Over in Australia, the risk comes from the introduction of a PoC tax in South Australia next July, which other states could potentially follow should it prove to be successful. While bookmakers in the region have been vocal in their opposition to the introduction of the 15% tax, Morgan Stanley predicts the impact on PPB’s Sportsbet brand will be “relatively limited” in the short-term, with potential even for medium term upside.
“Any increased pressure on profitability from regulation is likely to lead to market exits by marginal players, cementing PPB’s dominance,” the analysts said.
It’s a similar story from the UK government’s review of sportsbook advertising which could lead to restraints on TV advertising in the daytime, again favouring established incumbents over lesser-known firms. It is yet another of the benefits of scale; “the most important determinant of long-term success,” according to Corcoran.
Big deal
And if scale is so important, why not add some more, with PPB expected to be back on the M&A trail in the not too distant future. Goldman Sachs estimates the firm will have around £400m cash to spend next year and sees bolt-on M&A as “increasingly likely”.
Morgan Stanley echoed that sentiment, pointing out the technology platform’s ability to absorb and run multiple brands, and the company’s strong balance sheet all look like “key drivers towards more potential M&A activity in the coming years”.
It’s an option Corcoran refused to rule out in the recent earnings call, confirming the company is back to a “steady state” and willing to look at potential options as and when they arise.
“We are a balanced portfolio with international diversification with a great platform to generate growth – that doesn’t require M&A but if the right thing came at the right price we would look at them,” the CEO said.
Target engaged
But what kind of acquisition would the firm be looking for? Management was understandably tight-lipped about a specific target, but as one analyst speaking on the condition of anonymity suggested, there were two routes forward for PPB.

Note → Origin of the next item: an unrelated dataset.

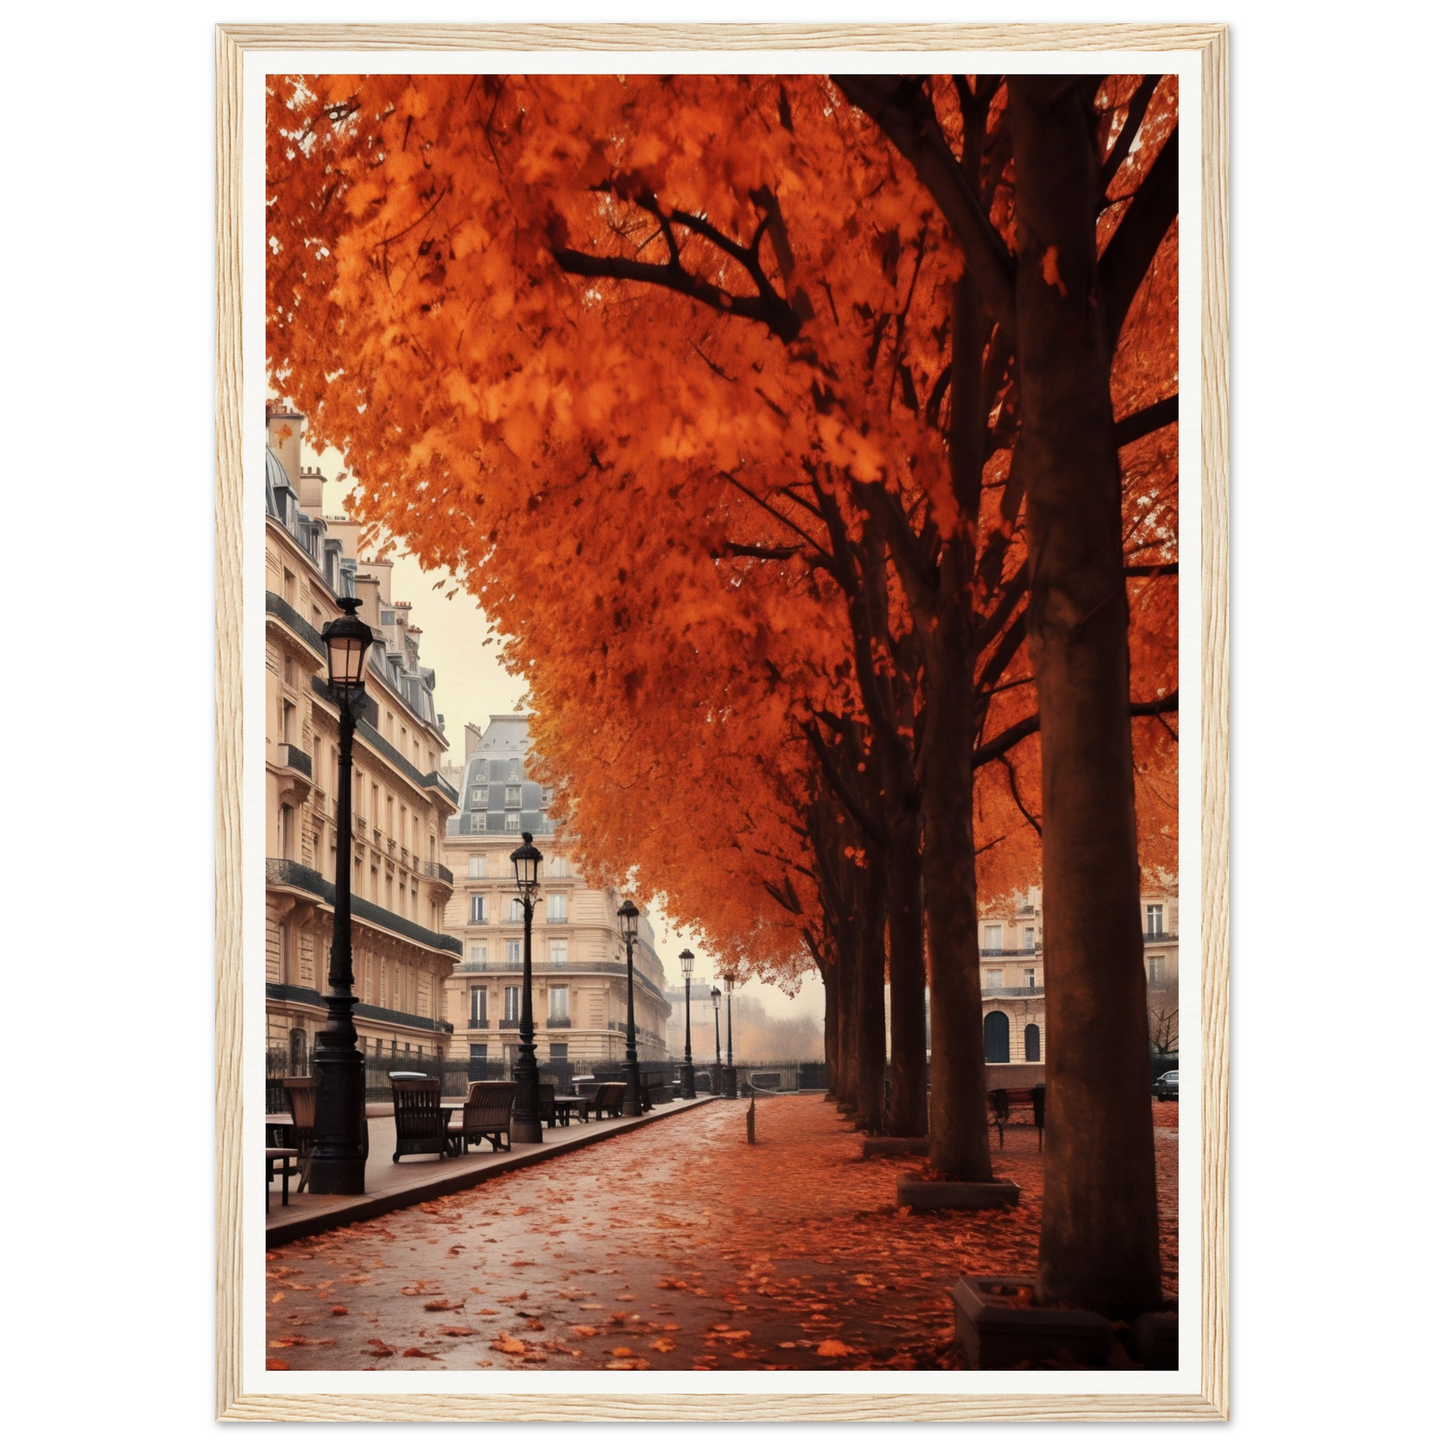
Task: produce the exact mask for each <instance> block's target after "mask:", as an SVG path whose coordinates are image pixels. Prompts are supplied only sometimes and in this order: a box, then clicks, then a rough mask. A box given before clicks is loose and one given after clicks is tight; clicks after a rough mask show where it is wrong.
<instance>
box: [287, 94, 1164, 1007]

“They over-indexed in betting and over-indexed in the UK, so they can either try and reinforce those positions – operational M&A – or diversify – strategic M&A,” the analyst said.
The diversification options are more immediately obvious with pure gaming brands – the type Corcoran admitted were outperforming sportsbooks on gaming – presumably at the top of the list. Peel Hunt’s Ivor Jones mooted 888 among the possible targets, and the casino-led brand could potentially be a willing partner, with its CEO Itai Freiberger telling EGR Intel last month: “888 will be a major player in future industry consolidation.”
Abroad, there are plenty of rumours swirling about Las Vegas that PPB has agreed a deal to buy a sportsbook operator, which would mark the firm’s first pure sportsbook play in the market, to go alongside its New Jersey casino, New Jersey Exchange and horseracing network TVG. Hartnett said he had “nothing to say” about such an acquisition.
The strategic M&A options could also be interesting, with a potential focus on content – think Sky Bet and Oddschecker for example – or technology, as the firm looks to bring even more of its pricing feeds in-house.
The options are essentially limitless for a firm which possesses more routes to growth than just about any competitor. M&A aside, it has a unique product in the Exchange that will grant it differentiation in any market. It has high-performing sportbook brands that will soon be even more technologically efficient and can cater to the full spectrum of customers. It has a one of the best marketing teams in the sector under the Paddy Power brand, with such a large budget it literally can’t find anywhere else to spend. And it’s all guided by one of the most respected management teams in gambling.
At worst, the company will remain a market leader by growing steadily. At best, it has the potential to revolutionise the sector. Sounds like a fair bet.